Longitudinal observations of upper limb motor recovery after stroke have suggested that certain subgroups may exhibit distinct recovery patterns. Here we sought to examine whether the predictive ability for post-stroke upper limb motor outcomes could be enhanced by applying conventional stratification strategies.
For 60 individuals who suffered the first stroke, upper limb motor impairment was assessed with the upper extremity Fugl-Meyer assessment (UE-FMA) at 2 weeks as a baseline and then 3 months post-stroke. Brain structural damage at baseline was assessed by MRI data-derived markers ranging from traditional lesion size to the lesion load and to the disconnectome. Linear regression models for predicting upper limb motor outcomes (UE-FMA score at 3 months post-stroke) based on baseline upper limb motor impairment (UE-FMA score at 2 weeks post-stroke), brain structural damage, and their combinations were generated, and those with the best predictive performance were determined for individual subgroups stratified according to initial impairment (severe and non-severe), lesion location (cortical and non-cortical), and neurophysiological status (motor evoked potential-positive and motor evoked potential-negative).

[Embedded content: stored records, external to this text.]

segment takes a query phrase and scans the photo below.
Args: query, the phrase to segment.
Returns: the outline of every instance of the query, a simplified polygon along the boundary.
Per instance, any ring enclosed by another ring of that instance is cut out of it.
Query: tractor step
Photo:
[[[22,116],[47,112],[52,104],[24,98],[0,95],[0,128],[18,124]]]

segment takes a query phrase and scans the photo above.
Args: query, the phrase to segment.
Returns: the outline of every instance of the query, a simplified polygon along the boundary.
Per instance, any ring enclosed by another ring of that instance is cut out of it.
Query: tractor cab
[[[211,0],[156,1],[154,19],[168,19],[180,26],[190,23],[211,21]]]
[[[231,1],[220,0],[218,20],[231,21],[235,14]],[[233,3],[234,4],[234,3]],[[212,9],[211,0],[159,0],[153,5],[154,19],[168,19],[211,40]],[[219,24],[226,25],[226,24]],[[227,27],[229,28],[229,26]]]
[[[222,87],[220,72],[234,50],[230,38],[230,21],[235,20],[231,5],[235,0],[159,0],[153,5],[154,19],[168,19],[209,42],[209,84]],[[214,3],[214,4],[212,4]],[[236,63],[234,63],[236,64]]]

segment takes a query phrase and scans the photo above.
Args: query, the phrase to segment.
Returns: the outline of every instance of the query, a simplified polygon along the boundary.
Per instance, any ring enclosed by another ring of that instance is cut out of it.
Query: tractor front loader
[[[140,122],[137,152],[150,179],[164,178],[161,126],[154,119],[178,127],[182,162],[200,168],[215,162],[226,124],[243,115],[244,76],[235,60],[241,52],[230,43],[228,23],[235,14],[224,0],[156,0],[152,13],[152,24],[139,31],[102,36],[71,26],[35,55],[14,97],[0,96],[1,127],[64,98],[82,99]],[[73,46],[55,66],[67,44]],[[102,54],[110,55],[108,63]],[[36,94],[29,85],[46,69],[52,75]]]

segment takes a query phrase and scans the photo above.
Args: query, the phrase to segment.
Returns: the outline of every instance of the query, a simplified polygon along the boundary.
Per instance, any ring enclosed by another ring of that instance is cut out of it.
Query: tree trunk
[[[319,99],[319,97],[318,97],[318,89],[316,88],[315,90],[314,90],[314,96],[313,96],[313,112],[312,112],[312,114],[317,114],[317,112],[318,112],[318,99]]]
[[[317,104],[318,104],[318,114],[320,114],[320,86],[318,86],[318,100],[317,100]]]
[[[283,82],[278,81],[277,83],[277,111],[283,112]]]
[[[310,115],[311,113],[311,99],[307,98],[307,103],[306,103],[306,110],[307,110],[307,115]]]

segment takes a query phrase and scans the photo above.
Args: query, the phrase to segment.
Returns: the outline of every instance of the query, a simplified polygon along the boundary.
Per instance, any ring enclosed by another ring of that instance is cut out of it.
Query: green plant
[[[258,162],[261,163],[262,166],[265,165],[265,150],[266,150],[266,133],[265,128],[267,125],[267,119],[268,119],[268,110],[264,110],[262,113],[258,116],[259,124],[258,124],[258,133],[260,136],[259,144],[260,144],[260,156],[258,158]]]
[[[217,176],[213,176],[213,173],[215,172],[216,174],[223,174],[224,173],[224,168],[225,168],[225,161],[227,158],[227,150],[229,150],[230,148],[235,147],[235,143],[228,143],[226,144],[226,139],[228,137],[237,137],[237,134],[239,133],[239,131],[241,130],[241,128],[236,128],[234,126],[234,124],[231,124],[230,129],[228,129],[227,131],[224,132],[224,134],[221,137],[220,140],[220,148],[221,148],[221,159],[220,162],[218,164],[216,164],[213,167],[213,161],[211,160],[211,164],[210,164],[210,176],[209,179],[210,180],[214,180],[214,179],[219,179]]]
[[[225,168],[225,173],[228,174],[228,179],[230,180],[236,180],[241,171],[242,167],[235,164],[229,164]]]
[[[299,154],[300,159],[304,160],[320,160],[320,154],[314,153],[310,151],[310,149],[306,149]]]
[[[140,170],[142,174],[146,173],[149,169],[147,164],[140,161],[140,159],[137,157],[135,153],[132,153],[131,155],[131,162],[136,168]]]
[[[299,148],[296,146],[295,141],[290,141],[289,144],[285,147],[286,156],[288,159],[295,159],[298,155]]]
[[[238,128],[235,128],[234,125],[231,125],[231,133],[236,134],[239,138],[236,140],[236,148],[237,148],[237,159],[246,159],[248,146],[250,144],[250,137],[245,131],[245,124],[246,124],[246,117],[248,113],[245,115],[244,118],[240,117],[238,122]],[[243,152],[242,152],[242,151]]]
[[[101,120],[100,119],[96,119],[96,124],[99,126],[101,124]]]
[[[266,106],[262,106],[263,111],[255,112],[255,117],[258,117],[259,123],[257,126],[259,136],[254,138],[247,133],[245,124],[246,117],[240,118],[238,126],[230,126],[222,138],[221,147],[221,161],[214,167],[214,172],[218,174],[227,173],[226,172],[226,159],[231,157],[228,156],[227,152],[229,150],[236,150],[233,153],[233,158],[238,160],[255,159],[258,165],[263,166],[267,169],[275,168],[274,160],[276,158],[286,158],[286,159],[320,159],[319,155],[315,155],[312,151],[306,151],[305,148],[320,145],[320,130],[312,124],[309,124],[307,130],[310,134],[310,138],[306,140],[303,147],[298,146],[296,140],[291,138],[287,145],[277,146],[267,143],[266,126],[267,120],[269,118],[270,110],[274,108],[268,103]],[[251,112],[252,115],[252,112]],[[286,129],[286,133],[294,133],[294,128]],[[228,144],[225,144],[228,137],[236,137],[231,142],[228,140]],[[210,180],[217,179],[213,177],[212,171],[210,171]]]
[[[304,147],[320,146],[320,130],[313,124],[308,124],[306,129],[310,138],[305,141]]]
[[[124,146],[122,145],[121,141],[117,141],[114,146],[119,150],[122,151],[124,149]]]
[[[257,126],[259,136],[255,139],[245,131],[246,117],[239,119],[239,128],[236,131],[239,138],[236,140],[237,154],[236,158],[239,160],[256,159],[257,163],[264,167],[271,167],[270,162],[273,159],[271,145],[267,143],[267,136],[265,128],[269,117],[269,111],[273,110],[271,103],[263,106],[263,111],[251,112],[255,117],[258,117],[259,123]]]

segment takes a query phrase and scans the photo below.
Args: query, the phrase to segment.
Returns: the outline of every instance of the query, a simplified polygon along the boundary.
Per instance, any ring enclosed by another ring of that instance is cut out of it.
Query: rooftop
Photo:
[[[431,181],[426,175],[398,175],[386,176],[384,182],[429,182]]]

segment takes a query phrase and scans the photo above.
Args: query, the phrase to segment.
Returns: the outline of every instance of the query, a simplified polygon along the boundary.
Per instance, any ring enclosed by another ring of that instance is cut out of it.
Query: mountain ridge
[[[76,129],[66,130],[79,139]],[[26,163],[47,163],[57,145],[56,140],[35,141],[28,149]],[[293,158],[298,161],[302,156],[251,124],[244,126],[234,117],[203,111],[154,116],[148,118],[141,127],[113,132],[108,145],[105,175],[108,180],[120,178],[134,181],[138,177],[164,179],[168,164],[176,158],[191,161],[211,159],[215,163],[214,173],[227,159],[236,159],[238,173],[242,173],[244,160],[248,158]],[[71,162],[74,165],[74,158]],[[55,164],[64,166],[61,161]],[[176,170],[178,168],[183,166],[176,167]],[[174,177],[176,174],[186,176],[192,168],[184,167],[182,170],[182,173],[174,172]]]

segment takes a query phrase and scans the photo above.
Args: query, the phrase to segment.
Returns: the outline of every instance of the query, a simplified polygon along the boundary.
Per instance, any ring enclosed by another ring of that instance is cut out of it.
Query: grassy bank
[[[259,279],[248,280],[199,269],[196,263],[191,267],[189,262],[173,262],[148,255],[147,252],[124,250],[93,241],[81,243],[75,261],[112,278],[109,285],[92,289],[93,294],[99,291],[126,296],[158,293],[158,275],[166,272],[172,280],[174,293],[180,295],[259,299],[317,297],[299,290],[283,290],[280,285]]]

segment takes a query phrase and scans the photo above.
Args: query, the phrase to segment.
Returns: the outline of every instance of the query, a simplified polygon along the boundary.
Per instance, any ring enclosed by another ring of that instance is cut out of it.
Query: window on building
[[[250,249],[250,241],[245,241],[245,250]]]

The best predictions were made by baseline upper limb motor impairment alone for subgroups with less functional impairment (non-severe) or less structural involvement (non-cortical), but by the combination of baseline upper limb motor impairment and brain structural damage for the other subgroups. The predictive models tailored for subgroups determined according to initial impairment and neurophysiological status yielded a smaller overall error than that for the whole group in upper limb motor outcome predictions.

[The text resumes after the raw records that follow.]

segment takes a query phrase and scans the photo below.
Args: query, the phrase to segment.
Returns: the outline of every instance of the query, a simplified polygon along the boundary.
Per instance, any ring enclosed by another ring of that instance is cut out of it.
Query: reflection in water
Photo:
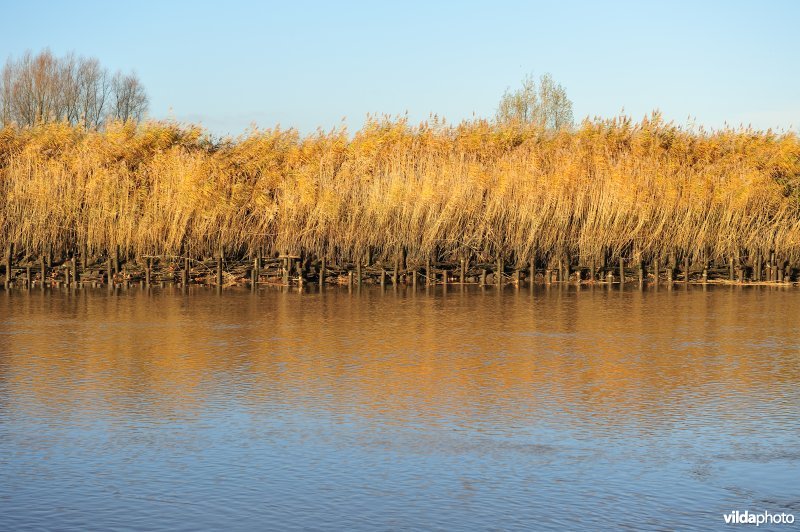
[[[0,294],[0,527],[800,519],[800,293]]]

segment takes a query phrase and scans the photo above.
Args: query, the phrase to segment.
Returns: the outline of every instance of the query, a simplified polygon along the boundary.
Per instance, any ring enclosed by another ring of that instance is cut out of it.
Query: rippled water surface
[[[0,292],[0,529],[800,520],[799,385],[797,289]]]

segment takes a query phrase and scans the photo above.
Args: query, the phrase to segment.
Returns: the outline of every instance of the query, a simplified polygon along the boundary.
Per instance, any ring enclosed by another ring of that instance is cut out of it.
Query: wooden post
[[[288,253],[288,251],[286,252]],[[291,264],[289,257],[283,258],[283,284],[289,285],[289,265]]]
[[[353,270],[347,270],[347,288],[353,288]]]
[[[386,270],[381,268],[381,288],[386,286]]]
[[[497,284],[497,288],[503,286],[503,270],[505,269],[503,265],[503,258],[498,256],[497,257],[497,269],[495,270],[495,284]]]
[[[14,244],[9,243],[6,250],[6,288],[11,287],[11,272],[14,265]]]
[[[398,270],[400,270],[400,258],[394,258],[394,269],[392,270],[392,286],[397,286],[398,281]]]
[[[25,287],[31,288],[33,286],[33,279],[31,278],[31,267],[25,267]]]
[[[625,258],[621,254],[619,256],[619,284],[625,284]]]
[[[614,271],[613,270],[608,270],[608,274],[606,275],[606,283],[608,283],[609,287],[612,284],[614,284]]]
[[[70,269],[68,266],[62,266],[64,268],[64,286],[69,288],[69,281],[70,281]]]
[[[774,251],[769,252],[769,280],[773,282],[778,280],[777,268],[775,267]]]
[[[661,276],[661,264],[658,257],[653,257],[653,284],[658,286],[658,278]]]
[[[683,256],[683,282],[689,284],[689,254]]]
[[[42,253],[39,261],[41,262],[40,270],[42,272],[42,289],[44,290],[45,279],[47,279],[47,257],[45,257],[44,253]]]
[[[217,257],[217,286],[222,286],[222,250],[219,252],[219,256]]]
[[[425,261],[425,286],[433,284],[433,272],[431,271],[431,259]]]
[[[589,265],[589,280],[594,282],[597,278],[597,268],[595,266],[594,258],[592,258],[592,262]]]
[[[361,259],[356,261],[356,286],[361,286]]]
[[[514,284],[517,285],[517,288],[519,288],[519,277],[519,267],[517,267],[514,269]]]
[[[480,279],[481,279],[481,280],[480,280],[480,285],[481,285],[481,287],[484,287],[484,286],[486,286],[486,268],[483,268],[483,269],[481,270],[481,278],[480,278]]]
[[[119,273],[119,244],[114,249],[114,271]]]
[[[153,263],[150,257],[144,259],[144,285],[150,286]]]
[[[416,289],[417,288],[417,269],[414,268],[411,271],[411,287]]]
[[[761,281],[761,253],[756,253],[756,264],[753,269],[753,281]]]
[[[442,284],[447,288],[447,270],[442,269]]]
[[[639,276],[639,287],[644,286],[644,263],[642,263],[641,252],[636,252],[636,270]]]
[[[106,259],[106,277],[108,281],[108,286],[111,287],[114,284],[114,271],[112,267],[114,265],[111,263],[111,255],[108,256]]]
[[[305,253],[300,252],[300,258],[297,260],[295,268],[297,269],[297,284],[300,285],[300,287],[302,288],[306,280]]]
[[[70,268],[72,269],[72,282],[75,283],[76,287],[80,287],[80,277],[78,277],[78,259],[75,258],[75,255],[72,256],[70,259]]]
[[[531,284],[531,290],[533,290],[533,284],[536,282],[536,259],[531,257],[530,266],[528,266],[528,278]]]
[[[322,257],[322,261],[319,265],[319,287],[322,288],[325,285],[325,257]]]
[[[461,270],[458,275],[458,281],[461,284],[467,282],[467,260],[464,257],[461,257]]]
[[[550,268],[546,268],[544,270],[544,284],[550,284],[553,282],[553,270]]]
[[[183,259],[183,271],[181,272],[181,281],[183,286],[189,286],[189,257]]]
[[[728,272],[728,280],[733,281],[734,270],[735,270],[733,255],[731,255],[729,263],[730,263],[730,271]]]

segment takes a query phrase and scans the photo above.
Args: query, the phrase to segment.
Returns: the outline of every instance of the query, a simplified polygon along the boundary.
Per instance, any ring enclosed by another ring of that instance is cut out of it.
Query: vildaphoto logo
[[[794,523],[794,514],[772,513],[767,510],[763,512],[751,512],[745,510],[740,512],[734,510],[723,514],[727,525],[791,525]]]

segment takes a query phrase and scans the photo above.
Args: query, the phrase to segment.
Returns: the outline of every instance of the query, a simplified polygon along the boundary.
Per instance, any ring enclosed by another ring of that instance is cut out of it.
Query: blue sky
[[[798,1],[0,4],[0,57],[133,69],[151,116],[217,134],[488,117],[528,72],[562,83],[577,118],[800,129]]]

The predictive ability for upper limb motor outcomes could be enhanced beyond the one-size-fits-all model for all individuals with stroke by applying specific stratification strategies, with stratification according to initial impairment being the most promising. We expect that predictive models tailored for individual subgroups could lead closer to the personalized prognosis of upper limb motor outcomes after stroke.